Georgia, Colorado, and Arizona have enacted some of these proposals, and more will be enacted soon if Congress fails to fulfill its responsibilities. Success at the local and state level will build more pressure for action in Congress.

Pursuing these goals through a coordinated program of citizen activism will lead to the election of pro-enforcement public officials-from city hall to the statehouse, as well as Congress and the White House.

This new strategy will energize and employ a nationwide network of citizen activists to hold public officials at all levels accountable.

It does not accept as inevitable an amnesty that undermines our nation's sovereignty, our workers' jobs, our communities' hospitals, or our children's schools. It does not accept a need for increased legal immigration as a prerequisite to stopping illegal immigration.

"Enforcement works" is not a slogan. It reflects what we must do as a first step to get control of our nation's immigration system. The entire system is broken, including the management of our 322 Ports of Entry.

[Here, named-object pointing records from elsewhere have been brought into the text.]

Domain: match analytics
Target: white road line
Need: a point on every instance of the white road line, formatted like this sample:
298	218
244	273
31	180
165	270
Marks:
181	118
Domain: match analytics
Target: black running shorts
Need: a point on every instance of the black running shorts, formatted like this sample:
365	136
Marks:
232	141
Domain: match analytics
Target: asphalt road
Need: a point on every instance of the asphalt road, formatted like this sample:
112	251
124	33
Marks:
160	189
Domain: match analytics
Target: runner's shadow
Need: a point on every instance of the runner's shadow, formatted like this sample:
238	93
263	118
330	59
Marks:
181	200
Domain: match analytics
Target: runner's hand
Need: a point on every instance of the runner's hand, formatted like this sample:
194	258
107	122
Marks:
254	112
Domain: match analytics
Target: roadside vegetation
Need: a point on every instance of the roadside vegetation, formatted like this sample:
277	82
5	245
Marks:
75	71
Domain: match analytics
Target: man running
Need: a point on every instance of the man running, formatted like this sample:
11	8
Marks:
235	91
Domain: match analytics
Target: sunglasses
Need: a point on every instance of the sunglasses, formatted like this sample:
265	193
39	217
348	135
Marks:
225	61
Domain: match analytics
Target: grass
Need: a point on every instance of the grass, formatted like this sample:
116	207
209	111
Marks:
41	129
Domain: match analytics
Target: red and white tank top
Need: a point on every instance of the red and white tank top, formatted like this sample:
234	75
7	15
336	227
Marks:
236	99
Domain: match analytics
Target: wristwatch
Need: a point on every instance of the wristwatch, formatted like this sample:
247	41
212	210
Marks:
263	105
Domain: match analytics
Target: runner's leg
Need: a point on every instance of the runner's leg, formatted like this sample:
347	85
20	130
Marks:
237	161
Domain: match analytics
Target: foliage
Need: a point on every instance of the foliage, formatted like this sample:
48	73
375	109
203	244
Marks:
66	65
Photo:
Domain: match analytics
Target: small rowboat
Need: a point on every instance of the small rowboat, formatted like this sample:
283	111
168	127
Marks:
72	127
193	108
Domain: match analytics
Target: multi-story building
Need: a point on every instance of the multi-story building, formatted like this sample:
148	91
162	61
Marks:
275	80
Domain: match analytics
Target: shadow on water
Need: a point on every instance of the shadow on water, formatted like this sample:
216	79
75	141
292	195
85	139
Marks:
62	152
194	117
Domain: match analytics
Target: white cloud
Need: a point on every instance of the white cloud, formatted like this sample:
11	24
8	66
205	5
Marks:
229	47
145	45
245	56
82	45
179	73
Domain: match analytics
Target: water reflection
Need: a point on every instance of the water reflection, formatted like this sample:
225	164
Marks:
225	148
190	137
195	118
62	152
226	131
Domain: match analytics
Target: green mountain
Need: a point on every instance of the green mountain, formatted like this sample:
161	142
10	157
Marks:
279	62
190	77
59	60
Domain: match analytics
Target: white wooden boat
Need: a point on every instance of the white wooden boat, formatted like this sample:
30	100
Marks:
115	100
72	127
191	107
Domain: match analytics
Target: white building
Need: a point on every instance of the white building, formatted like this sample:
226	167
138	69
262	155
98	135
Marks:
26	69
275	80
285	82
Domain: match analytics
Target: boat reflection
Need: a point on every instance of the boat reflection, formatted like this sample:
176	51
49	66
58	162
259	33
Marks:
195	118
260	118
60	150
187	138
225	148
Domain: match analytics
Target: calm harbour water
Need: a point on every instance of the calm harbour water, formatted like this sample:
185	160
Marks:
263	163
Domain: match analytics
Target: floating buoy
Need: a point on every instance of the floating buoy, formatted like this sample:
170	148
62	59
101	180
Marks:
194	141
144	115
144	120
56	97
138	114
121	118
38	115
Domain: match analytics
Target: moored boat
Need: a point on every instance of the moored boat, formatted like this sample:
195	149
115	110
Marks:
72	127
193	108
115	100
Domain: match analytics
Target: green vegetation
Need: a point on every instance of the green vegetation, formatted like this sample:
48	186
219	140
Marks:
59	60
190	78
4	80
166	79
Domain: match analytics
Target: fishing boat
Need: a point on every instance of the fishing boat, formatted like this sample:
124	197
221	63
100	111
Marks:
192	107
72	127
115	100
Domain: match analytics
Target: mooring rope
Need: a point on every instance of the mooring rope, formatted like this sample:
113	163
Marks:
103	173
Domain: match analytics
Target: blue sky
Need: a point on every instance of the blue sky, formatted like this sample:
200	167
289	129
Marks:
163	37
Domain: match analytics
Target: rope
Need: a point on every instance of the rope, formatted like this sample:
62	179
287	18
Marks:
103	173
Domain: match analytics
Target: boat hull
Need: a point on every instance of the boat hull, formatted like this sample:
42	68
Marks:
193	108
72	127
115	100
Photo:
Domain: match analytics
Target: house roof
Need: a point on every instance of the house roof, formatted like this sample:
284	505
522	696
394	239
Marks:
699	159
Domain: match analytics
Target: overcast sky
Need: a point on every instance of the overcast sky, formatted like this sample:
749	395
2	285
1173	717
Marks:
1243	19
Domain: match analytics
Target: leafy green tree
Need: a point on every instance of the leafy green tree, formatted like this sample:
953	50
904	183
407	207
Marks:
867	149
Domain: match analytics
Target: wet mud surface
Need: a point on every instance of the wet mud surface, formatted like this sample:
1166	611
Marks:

There are over 4,000,000 aliens now in illegal status, people who entered legally as tourists or students or temporary workers but did not leave when their visa expired. Our government has no reliable way to track our visa arrivals, to know when they leave or don't leave, or to find them and deport them if they don't leave.

The US-VISIT program is still not implemented five years after the 9/11 attacks. Yet some supposedly serious lawmakers want to burden the U.S. Citizenship and Immigration Services with ten to twenty million additional background checks and visa applications in a new guest worker program. That is a recipe for catastrophe.

The public is beginning to understand that the lack of serious enforcement permeates our entire immigration system, not only our physical borders with Mexico and Canada. Until we can get agreement that enforcement of our immigration laws is a serious task requiring serious measures and dedicated resources, all other reforms are futile.

The place to start is with border security, because secure borders are a precondition for control of immigration at all levels. Once we have achieved that and demonstrated a commitment to immigration law enforcement, we can move on to more complicated problems.

Enforcement-and the enforceability of any proposal-will be the key issue on many fronts, because our whole immigration system is burdened by a history of incompetence, corruption, and failed management systems.

The sooner we can demonstrate the ability to enforce our immigration laws effectively, the easier it will be to move forward with a meaningful overhaul of a broken system. That's why I see enforcement not as a delaying tactic, not as a short-term, half-way solution to a larger problem, but as the key to addressing all of these problems.

I call immigration enforcement a "new strategy" because it has never been tried; it has only been given lip service.

In the 1986 amnesty legislation, we tried amnesty without enforcement.

I think it's time to try enforcement without amnesty.

The Honorable Thomas G. Tancredo (R) represents the 6th District of Colorado in the U.S. House of Representatives.